Is Criticism of Marriage Equality a Sign of Homophobia in the Trans Community?

June 27, 2015 ·

On Facebook and Twitter, I’ve seen some criticism of the SCOTUS ruling on marriage equality from trans people.  The script may vary depending on the audience, but here’s an example. Rebecca Juro posited this on Facebook:

Rebecca Juro The LGBT civil rights movement as we know it just...

“The LGBT civil rights movement as we know it just came to a screeching halt now that SCOTUS has legalized marriage in all 50 states. LGBT working families and especially trans people are on our own now. Now that the rich gays have what they want, look for them to start funding Republicans to save even more money on taxes.

The rest of us are totally fucked now. Now that there will be no money for politicians in supporting LGBT rights and gay marriage will no longer be a hot topic for left-wing media, no one will notice or care what happens to the rest of us.

The battle is over. Gay Inc. has won and as always, it’s the LGBT working class who will find ourselves stuck with paying the price for that win.

Rah, fucking, rah.”

Where to begin…

  1. Working LGBT families are served by the marriage equality win. You don’t need a sizeable bank account to get married to the one you love. Many trans people are also gay and are able to marry who they love. Trans people who are married now don’t have to be concerned about their current marriage being invalidated.
  2. The basis of a lawsuit like Nikki Araguz’s is now moot.
  3. Marriage equality and the funders of the fight aren’t suddenly going to stop giving money. “Rich gays” didn’t/don’t fund the fight.
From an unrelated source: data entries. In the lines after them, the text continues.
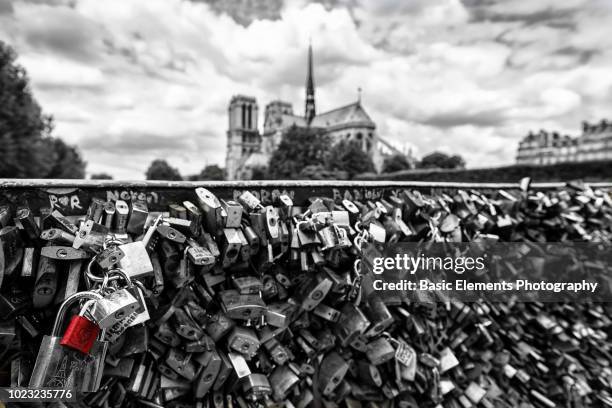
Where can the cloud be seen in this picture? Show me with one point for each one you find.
(131, 81)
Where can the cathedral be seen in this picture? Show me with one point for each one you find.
(247, 148)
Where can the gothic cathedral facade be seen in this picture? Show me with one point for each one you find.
(248, 149)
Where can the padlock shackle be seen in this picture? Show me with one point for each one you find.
(59, 318)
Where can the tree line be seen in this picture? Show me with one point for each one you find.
(310, 154)
(28, 148)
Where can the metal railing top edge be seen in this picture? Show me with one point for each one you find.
(65, 183)
(79, 183)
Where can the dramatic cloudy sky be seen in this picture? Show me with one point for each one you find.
(130, 81)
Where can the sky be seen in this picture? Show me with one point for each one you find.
(131, 81)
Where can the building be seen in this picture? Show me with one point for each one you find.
(595, 143)
(248, 149)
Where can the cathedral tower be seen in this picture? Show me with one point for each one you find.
(242, 135)
(310, 112)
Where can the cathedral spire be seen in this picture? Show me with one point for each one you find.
(310, 104)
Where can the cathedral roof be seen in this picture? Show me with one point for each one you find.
(257, 159)
(350, 114)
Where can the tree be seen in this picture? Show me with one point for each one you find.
(101, 176)
(27, 149)
(348, 156)
(442, 161)
(397, 162)
(161, 170)
(66, 160)
(299, 147)
(22, 124)
(211, 172)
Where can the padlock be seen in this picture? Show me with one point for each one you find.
(24, 220)
(230, 246)
(272, 225)
(242, 307)
(241, 367)
(378, 314)
(137, 218)
(194, 215)
(244, 341)
(109, 214)
(352, 323)
(280, 314)
(256, 386)
(170, 233)
(181, 363)
(114, 307)
(122, 213)
(45, 285)
(29, 265)
(58, 236)
(95, 210)
(11, 251)
(6, 215)
(186, 327)
(379, 351)
(90, 236)
(248, 200)
(63, 253)
(138, 316)
(219, 325)
(61, 367)
(252, 239)
(282, 380)
(314, 291)
(234, 213)
(81, 333)
(224, 372)
(167, 335)
(212, 210)
(58, 220)
(332, 370)
(199, 255)
(210, 362)
(135, 261)
(368, 373)
(109, 257)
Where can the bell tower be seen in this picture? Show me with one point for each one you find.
(310, 110)
(243, 137)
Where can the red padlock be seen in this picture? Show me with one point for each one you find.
(81, 333)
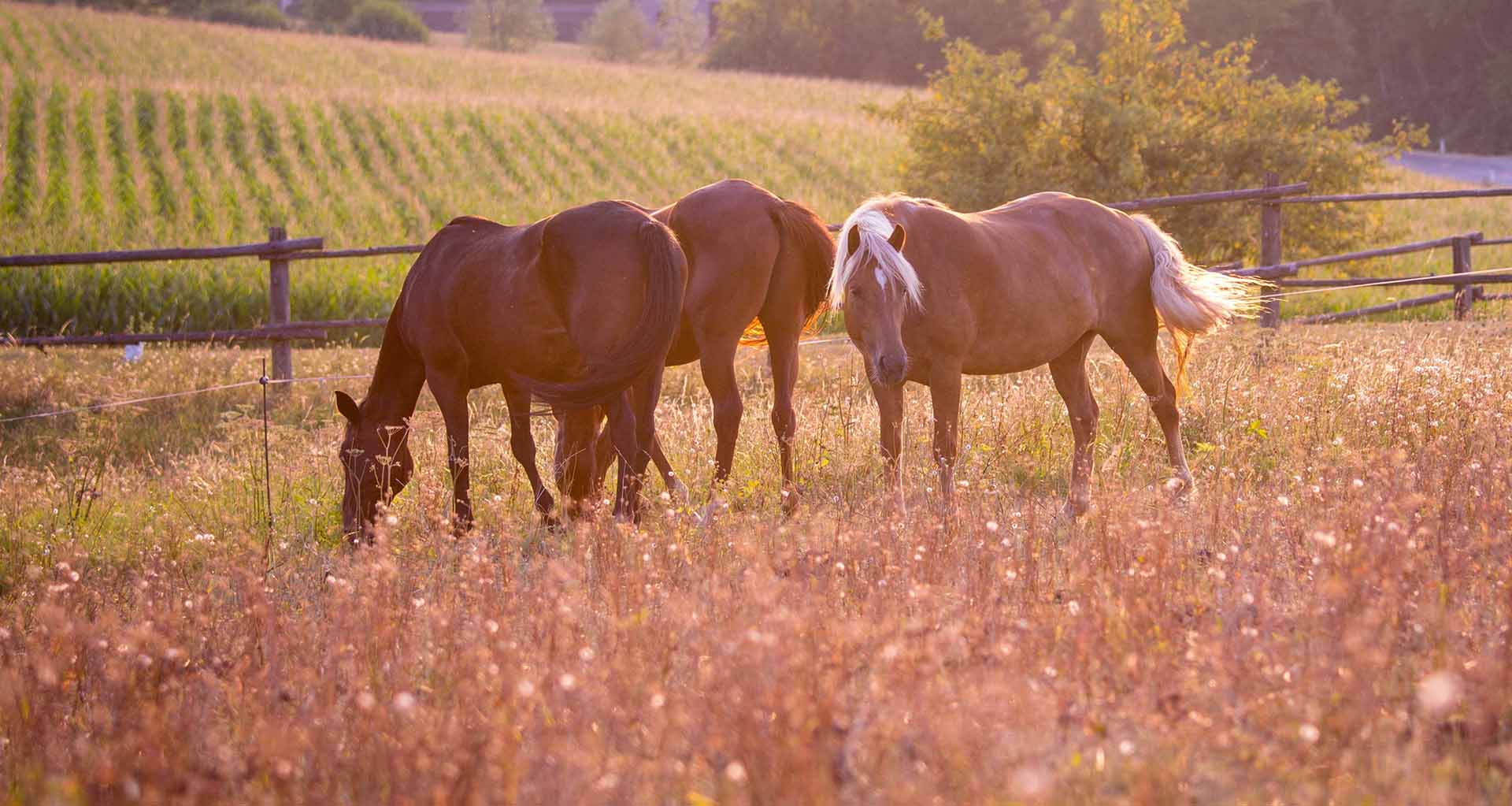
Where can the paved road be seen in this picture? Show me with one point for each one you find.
(1470, 169)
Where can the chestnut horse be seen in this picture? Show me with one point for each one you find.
(572, 309)
(930, 294)
(752, 259)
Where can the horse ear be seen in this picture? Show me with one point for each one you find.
(348, 407)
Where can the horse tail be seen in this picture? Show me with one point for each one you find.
(803, 241)
(1191, 299)
(665, 279)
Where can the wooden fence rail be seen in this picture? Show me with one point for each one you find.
(150, 256)
(279, 251)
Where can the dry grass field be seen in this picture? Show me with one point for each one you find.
(1326, 618)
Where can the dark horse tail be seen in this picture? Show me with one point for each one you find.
(805, 243)
(665, 277)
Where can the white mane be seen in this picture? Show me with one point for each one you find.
(874, 228)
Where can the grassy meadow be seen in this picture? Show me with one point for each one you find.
(132, 132)
(1323, 620)
(124, 132)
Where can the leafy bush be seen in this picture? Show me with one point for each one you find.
(682, 31)
(509, 24)
(1154, 117)
(258, 16)
(387, 20)
(885, 39)
(617, 32)
(325, 14)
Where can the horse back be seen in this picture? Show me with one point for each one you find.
(1009, 288)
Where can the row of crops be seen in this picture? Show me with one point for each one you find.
(95, 164)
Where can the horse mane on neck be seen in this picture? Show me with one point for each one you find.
(874, 223)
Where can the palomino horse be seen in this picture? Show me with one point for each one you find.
(932, 294)
(752, 258)
(572, 309)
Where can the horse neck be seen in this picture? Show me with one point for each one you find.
(397, 380)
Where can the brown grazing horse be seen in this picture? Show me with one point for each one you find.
(930, 294)
(752, 258)
(572, 309)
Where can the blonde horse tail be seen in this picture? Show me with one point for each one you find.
(1191, 299)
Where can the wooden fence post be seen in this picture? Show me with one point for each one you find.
(1464, 295)
(1270, 248)
(279, 307)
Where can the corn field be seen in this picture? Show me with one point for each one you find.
(126, 132)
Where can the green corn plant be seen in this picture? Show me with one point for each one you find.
(269, 144)
(20, 146)
(235, 139)
(123, 185)
(23, 41)
(435, 214)
(228, 200)
(165, 205)
(333, 202)
(584, 147)
(179, 144)
(55, 199)
(91, 200)
(550, 154)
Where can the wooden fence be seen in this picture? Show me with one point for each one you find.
(279, 251)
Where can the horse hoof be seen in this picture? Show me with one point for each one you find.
(1180, 487)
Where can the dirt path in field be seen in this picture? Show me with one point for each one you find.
(1470, 169)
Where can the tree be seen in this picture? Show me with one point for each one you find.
(1154, 117)
(509, 24)
(682, 29)
(617, 32)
Mostly the funding came from private charitable foundations (like the Arcus Foundation and the Gill Foundation) and multi-national corporations.
  4. Many states stuck with us and “did the right thing.” States like California and Illinois passed LGBT non-discrimination legislation before going forward with the fight for marriage equality.

There are many strong positions to take against the role of government and marriage altogether, but that’s not what yesterdays ruling focused on. There are some who will argue that there’s been too much of a focus on marriage equality and not enough on trans rights (I’m one of those people, BTW), but that’s not what the SCOTUS ruling focused on.

It’s healthy to question the direction of the LGBT movement after Friday’s decision. But suggesting that GLBT families aren’t helped by the SCOTUS marriage equality decision and that the decision is bad for trans equality, is a bad argument that borders on homophobia.